France’s Intelligence Bill made its first parliamentary appearance on Monday 13 April, three months after the terrorist attacks in Paris, and in unusual circumstances. The bill’s safe passage through the legislature is all but guaranteed because the two main groups, the Socialist Party (PS) and the Union for a Popular Movement (UMP) have both agreed to adopt it.
Some have hailed this as an expression of national unity in the face of terrorism.
Civil society organisations spoke out against this unlikely alliance, which “robs the nation of its parliamentary system”. Several dozen demonstrators denounced the “mass surveillance” proposed by the bill outside the National Assembly on Monday 13 April, before the debates began. If successful, the text would hugely increase the powers of the French intelligence services.
The major data hosts, including Ghandi and OVH, Europe’s biggest host, have also criticised the bill for adding prohibitive layers of extra cost that could force them to relocate.
Laurent Allard, the CEO of OVH, told AFP that the bill had provoked “a real societal debate, and not one about the protection of a corporation”.
Europe to the rescue
“All the countries of Europe have established a legal framework for their intelligence services, except us,” said Jean-Jacques Urvoas, the bill’s rapporteur.
“Our history is full of barely admissible operations, from Fouchet to the Rainbow Warrior to the bugging of the Canard Enchaîné,” the MP added, illustrating how a lack of legal structure can lead to systematic abuse. He added that “our services or no more special than they are secret, they are administrators”.
“Would we be less suspicious if we adopted Anglicism and called it ‘intelligence’?” the MP asked.
Terrorism in the spotlight
The rapporteur received the support of Prime Minister Manuel Valls, who was present to defend the bill. “I hope this text gains the broadest possible support, and that it is adopted as quickly as possible. It is about our national security and sovereignty,” the French head of government said. “We must be particularly attentive to one new phenomenon and the risk of its growth in France: the intelligence services have learned that seven individuals – I am talking of French citizens or residents – have died in suicide attacks in Syria or Iraq,” Manuel Valls told Members of Parliament.
“The youngest was not even 20 years old [and] six of them were recent converts,” Valls added.
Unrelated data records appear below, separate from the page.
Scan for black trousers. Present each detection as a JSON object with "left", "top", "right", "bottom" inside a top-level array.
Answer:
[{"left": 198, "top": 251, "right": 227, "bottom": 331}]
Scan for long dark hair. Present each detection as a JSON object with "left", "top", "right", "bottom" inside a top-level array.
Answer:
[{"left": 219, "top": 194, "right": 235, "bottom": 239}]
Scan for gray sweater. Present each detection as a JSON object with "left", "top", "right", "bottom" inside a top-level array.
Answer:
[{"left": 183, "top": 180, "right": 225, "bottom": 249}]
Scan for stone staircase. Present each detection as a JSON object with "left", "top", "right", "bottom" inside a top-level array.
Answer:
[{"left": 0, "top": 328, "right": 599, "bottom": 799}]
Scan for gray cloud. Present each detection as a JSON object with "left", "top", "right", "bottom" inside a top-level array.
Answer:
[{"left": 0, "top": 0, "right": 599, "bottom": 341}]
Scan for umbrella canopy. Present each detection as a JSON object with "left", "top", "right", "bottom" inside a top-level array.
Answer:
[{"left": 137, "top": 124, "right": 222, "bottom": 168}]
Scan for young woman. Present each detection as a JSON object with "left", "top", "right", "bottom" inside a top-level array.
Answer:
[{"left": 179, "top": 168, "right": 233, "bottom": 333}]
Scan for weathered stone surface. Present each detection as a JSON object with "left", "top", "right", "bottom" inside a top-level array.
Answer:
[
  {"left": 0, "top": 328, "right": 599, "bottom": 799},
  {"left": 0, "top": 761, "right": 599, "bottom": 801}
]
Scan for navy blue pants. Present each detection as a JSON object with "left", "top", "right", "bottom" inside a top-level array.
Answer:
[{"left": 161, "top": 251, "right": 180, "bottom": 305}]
Around 100 of the 1550 French citizens currently engaged in jihadist activities have been killed.
The debate also gave a platform to many outspoken critics of the bill, including, perhaps surprisingly, the National Front (NF), which criticised it as a “freedom-destroyer”. For the NF, Marion Maréchal-Le Pen said she could not “explain to the French people that they would pay for their security with their freedom”.
The former Minister of Defence, Hervé Morin, questioned the bill’s objectives. “Its scope is much too broad, it spans the whole life of our entire nation,” the centrist MP said.
The debate will rumble on until parliament votes on the bill on 5 May.